Before videogames like Street Fighter and Mortal Kombat, you had this awesome toy! Nothing could beat that great "SKIZZZZZZZZZZZZZZZ" sound it would make when you'd give that perfect red-fisted uppercut to the blue robot. If only our world leaders could settle their differences with Rock 'Em Sock 'Em Robots, we'd be living in a happy world indeed.
This was perhaps the first toy whose demand was so strong, it encouraged parents to beat the shit out of each other in toy stores to get them. The original dolls were kind of neat, complete with their unique names and adoption certificates, but it wasn't until they made the famous Snack-Time Cabbage Patch Kid, that it achieved its true level of coolness. A motor in their mouth would let them eat french fries, but when a lock of hair got stuck inside, they hungry doll would gulp it down clear to the poor kid's scalp. There is no truth to the rumor that Michael Jackson asked Coleco to modify the model and produce a "Cock Gobblin' Kid", however.
Back in Abe Lincoln's day, they were just called "Logs", but this toy has persevered through the ages so kids can have hours of fun making log cabins. Unlike Legos, Lincoln Logs never had much success with their movie tie-in kits, with the Star Wars Lincoln Log set providing mostly confusion to kids trying to fashion a Death Star out of notched wooden logs.
Long before Gameboy, (or something called graphics, for that matter), was the original handheld game, Mattel's Electronic Football. The action was limited to moving indiscernible dots on a playing field, but it was still more exciting than watching The Cincinnati Bengals play in real life.

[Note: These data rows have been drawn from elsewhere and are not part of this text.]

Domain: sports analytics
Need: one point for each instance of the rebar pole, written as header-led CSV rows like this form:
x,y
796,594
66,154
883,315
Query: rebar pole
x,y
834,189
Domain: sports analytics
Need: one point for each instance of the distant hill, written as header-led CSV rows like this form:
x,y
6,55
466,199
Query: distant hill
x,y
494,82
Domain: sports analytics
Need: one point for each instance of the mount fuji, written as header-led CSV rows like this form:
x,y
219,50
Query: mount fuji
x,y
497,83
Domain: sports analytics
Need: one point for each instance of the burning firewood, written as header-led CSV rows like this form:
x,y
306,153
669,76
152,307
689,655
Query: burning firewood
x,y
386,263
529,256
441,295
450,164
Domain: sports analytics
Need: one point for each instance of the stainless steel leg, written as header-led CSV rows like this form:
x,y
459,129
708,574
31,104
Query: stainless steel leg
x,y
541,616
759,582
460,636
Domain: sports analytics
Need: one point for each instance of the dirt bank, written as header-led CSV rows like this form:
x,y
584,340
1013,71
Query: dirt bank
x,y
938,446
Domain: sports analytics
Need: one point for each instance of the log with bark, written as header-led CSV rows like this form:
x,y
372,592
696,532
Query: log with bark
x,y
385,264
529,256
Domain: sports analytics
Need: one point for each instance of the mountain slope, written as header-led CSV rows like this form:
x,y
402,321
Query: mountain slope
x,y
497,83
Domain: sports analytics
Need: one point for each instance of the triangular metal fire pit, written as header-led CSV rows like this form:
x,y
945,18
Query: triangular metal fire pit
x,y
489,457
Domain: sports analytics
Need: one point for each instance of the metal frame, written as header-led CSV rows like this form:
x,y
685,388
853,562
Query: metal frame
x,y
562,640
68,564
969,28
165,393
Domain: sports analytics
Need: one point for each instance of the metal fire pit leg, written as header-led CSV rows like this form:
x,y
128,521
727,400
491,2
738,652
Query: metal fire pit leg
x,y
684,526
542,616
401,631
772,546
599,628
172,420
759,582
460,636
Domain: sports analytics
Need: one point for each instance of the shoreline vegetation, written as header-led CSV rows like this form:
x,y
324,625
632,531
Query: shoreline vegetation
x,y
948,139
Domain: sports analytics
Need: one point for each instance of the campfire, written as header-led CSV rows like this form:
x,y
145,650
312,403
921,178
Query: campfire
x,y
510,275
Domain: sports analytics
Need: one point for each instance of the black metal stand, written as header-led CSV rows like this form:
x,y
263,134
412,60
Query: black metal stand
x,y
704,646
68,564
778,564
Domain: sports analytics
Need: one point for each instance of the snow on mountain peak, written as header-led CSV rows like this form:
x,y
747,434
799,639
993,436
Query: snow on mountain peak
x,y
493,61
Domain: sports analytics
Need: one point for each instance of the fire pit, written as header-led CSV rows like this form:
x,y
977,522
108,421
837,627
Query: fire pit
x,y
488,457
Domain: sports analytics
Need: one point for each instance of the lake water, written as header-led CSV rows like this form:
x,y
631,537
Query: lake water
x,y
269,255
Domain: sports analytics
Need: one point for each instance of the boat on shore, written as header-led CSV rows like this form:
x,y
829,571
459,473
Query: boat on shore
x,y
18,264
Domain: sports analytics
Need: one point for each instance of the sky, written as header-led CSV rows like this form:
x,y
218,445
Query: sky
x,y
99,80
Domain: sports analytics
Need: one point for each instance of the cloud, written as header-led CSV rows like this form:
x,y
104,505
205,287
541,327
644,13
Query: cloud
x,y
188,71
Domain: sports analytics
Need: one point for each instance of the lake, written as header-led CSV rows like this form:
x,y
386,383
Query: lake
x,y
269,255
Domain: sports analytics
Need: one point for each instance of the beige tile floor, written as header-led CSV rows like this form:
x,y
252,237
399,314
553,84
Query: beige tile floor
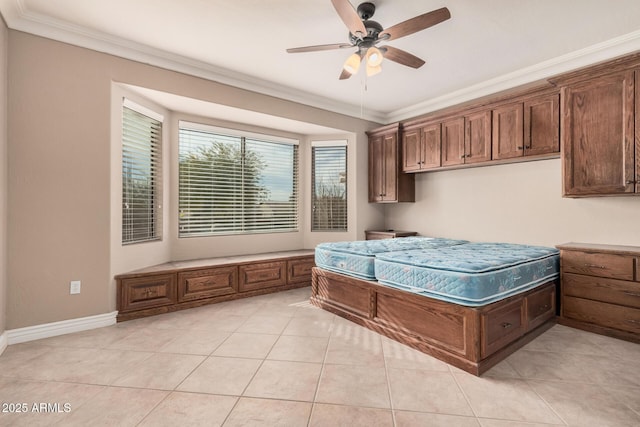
x,y
275,360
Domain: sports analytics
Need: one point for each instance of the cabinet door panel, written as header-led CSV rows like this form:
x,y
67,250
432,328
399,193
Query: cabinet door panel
x,y
542,125
432,142
390,159
598,139
453,142
508,134
376,172
411,155
478,137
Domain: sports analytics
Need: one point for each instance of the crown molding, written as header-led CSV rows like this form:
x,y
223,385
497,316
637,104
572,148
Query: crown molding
x,y
604,51
19,18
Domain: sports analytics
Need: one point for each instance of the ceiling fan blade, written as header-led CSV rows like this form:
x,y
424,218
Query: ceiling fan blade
x,y
416,24
344,74
319,47
349,16
401,57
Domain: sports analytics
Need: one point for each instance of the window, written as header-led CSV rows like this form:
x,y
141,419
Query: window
x,y
235,182
329,186
141,178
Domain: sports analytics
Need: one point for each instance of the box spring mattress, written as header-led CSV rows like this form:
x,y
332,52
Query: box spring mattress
x,y
356,258
472,274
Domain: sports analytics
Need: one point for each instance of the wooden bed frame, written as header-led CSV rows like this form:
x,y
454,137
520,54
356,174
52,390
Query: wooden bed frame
x,y
471,338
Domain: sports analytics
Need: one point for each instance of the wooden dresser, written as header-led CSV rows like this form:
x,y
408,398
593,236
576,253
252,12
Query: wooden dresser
x,y
600,289
185,284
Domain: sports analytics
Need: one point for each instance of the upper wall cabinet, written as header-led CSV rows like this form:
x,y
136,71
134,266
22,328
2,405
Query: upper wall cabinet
x,y
510,128
528,128
599,134
387,184
421,147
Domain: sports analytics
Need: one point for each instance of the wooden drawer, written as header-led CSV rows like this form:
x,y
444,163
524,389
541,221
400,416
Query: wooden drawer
x,y
501,326
146,292
206,283
598,264
602,314
600,289
540,306
299,270
262,275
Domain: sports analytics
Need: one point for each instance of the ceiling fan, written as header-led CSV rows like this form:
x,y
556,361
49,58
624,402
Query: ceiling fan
x,y
365,34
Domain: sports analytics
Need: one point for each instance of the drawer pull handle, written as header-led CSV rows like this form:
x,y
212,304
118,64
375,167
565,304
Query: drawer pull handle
x,y
543,308
596,266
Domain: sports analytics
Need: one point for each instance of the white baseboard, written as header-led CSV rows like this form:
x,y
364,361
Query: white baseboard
x,y
47,330
3,342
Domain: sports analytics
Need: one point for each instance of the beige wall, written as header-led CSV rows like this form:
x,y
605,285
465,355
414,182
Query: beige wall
x,y
60,174
3,176
518,203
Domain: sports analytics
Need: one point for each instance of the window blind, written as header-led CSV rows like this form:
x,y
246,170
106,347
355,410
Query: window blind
x,y
329,188
230,183
141,177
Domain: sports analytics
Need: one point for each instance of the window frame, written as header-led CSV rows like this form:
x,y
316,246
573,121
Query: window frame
x,y
248,212
343,224
155,122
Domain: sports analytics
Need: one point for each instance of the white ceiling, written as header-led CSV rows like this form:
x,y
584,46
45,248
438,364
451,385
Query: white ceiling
x,y
485,47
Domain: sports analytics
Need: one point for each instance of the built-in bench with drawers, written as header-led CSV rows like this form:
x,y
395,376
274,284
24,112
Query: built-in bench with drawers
x,y
185,284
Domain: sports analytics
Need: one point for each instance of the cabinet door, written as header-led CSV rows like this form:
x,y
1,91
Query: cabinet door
x,y
508,132
376,170
478,137
431,146
453,142
598,136
542,125
390,167
411,150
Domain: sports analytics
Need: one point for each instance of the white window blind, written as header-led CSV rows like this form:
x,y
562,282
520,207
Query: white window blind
x,y
233,183
141,177
329,186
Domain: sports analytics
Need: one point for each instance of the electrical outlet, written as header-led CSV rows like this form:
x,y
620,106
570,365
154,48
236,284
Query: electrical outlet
x,y
74,287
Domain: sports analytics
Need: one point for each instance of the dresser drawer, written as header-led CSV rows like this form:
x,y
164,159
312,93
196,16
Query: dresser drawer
x,y
602,314
598,264
146,292
299,270
540,306
601,289
262,275
207,283
501,326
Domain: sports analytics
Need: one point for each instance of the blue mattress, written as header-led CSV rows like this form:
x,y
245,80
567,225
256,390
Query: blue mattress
x,y
472,274
356,258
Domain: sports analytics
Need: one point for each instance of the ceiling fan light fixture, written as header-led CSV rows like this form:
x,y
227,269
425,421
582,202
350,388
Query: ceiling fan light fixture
x,y
372,71
374,56
352,64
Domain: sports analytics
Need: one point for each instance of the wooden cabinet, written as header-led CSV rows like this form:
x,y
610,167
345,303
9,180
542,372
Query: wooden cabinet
x,y
154,290
421,147
477,137
467,140
205,283
453,142
600,289
180,285
528,128
387,234
387,183
599,134
262,275
542,125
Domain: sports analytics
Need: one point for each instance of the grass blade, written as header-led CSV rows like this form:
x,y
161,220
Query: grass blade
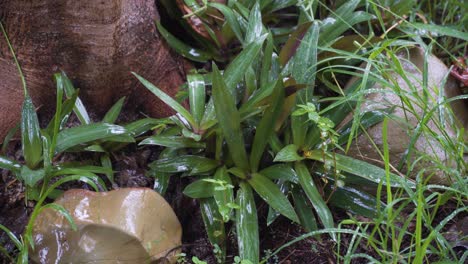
x,y
273,196
79,108
75,136
113,113
199,189
255,26
197,96
172,142
185,163
304,211
229,120
182,48
247,224
30,134
167,99
313,194
223,193
266,126
213,224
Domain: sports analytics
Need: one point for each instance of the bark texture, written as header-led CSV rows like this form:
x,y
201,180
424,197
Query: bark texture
x,y
97,43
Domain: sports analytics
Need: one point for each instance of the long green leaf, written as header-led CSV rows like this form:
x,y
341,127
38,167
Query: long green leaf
x,y
247,224
161,179
224,195
272,195
12,236
281,171
233,75
185,163
166,99
266,127
308,185
304,211
172,142
231,19
10,165
113,113
255,26
355,201
30,134
441,30
213,224
86,133
236,69
288,154
199,189
229,120
365,170
197,94
31,177
182,48
79,108
59,208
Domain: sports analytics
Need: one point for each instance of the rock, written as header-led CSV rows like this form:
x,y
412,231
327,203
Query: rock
x,y
402,126
97,43
129,225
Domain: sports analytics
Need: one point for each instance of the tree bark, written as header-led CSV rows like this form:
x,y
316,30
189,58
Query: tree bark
x,y
97,43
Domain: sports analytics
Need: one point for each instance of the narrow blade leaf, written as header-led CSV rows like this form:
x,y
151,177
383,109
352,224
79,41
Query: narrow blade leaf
x,y
247,225
271,193
229,120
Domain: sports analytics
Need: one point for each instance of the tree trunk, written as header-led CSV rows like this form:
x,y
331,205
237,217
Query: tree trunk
x,y
97,43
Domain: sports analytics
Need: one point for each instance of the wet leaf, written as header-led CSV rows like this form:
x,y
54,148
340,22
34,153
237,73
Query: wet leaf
x,y
182,48
166,99
12,236
367,120
107,164
161,179
365,170
309,187
231,19
229,120
30,134
255,26
288,154
62,211
213,224
185,163
355,201
114,112
304,62
199,189
247,225
139,127
236,69
86,133
266,127
31,177
223,195
79,109
281,172
172,142
271,193
272,213
304,211
196,88
441,30
10,165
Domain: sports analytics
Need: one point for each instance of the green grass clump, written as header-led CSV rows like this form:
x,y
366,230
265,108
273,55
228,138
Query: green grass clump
x,y
270,119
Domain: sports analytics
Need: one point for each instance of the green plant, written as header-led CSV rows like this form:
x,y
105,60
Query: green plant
x,y
225,142
266,125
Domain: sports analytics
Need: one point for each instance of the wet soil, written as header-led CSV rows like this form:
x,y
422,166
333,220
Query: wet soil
x,y
130,165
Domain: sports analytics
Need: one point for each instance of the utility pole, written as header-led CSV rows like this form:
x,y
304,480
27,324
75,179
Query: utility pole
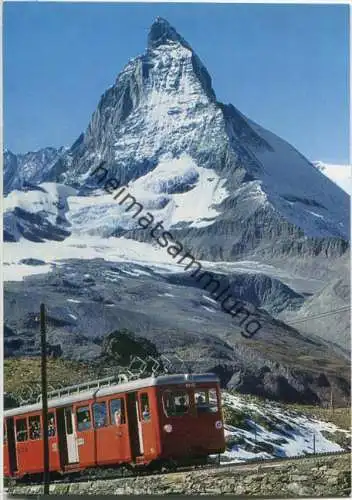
x,y
44,401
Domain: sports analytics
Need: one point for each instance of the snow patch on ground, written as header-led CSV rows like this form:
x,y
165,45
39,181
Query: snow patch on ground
x,y
270,430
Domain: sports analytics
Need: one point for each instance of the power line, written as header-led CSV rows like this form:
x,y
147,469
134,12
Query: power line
x,y
321,315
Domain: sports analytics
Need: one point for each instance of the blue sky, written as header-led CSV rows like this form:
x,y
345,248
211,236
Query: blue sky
x,y
284,66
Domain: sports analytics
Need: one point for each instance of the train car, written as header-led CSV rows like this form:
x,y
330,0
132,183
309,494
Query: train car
x,y
156,420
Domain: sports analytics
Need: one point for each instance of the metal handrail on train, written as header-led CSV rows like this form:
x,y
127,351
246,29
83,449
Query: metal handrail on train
x,y
94,384
136,369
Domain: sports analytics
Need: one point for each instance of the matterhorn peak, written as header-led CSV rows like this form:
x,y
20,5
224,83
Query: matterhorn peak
x,y
161,32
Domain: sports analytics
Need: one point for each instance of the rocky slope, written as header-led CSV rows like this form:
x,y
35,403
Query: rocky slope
x,y
88,300
310,477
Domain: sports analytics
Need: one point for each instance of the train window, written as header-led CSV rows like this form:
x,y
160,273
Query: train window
x,y
100,415
206,401
21,430
176,403
83,418
145,407
117,411
34,427
51,425
68,420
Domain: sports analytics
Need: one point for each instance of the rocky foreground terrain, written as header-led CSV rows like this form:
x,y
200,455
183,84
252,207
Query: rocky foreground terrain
x,y
314,476
262,218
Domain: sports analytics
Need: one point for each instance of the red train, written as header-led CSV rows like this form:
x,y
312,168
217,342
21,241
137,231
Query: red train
x,y
156,420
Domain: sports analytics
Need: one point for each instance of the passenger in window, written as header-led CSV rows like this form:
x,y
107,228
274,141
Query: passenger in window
x,y
146,414
200,400
85,421
182,407
202,405
118,417
51,427
34,430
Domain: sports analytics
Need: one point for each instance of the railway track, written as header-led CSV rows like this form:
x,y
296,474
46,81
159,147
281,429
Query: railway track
x,y
120,473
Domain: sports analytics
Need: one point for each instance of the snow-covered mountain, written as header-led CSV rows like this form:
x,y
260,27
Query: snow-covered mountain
x,y
227,187
339,174
202,167
232,192
21,171
263,429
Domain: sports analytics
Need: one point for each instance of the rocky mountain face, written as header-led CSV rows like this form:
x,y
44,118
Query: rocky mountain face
x,y
259,215
86,300
339,174
161,117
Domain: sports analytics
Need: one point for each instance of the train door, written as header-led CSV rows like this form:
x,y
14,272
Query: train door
x,y
147,426
134,425
71,438
11,442
67,436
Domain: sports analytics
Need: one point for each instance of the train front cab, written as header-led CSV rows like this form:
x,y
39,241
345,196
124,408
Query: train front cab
x,y
191,422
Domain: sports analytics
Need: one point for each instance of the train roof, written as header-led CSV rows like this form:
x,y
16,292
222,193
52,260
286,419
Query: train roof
x,y
116,388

Smurfs were a great collectible for the little girls and gay boys in my neighborhood growing up. With over 2,000 different characters from Brainy Smurf to Colostomy Smurf, it was nearly impossible to collect them all, but it was fun to try. And who could forget their wonderful theme song, "La la la la la la, la la la la la!" I haven't heard lyrics that cool since Mon Chi Chi was taken off the market.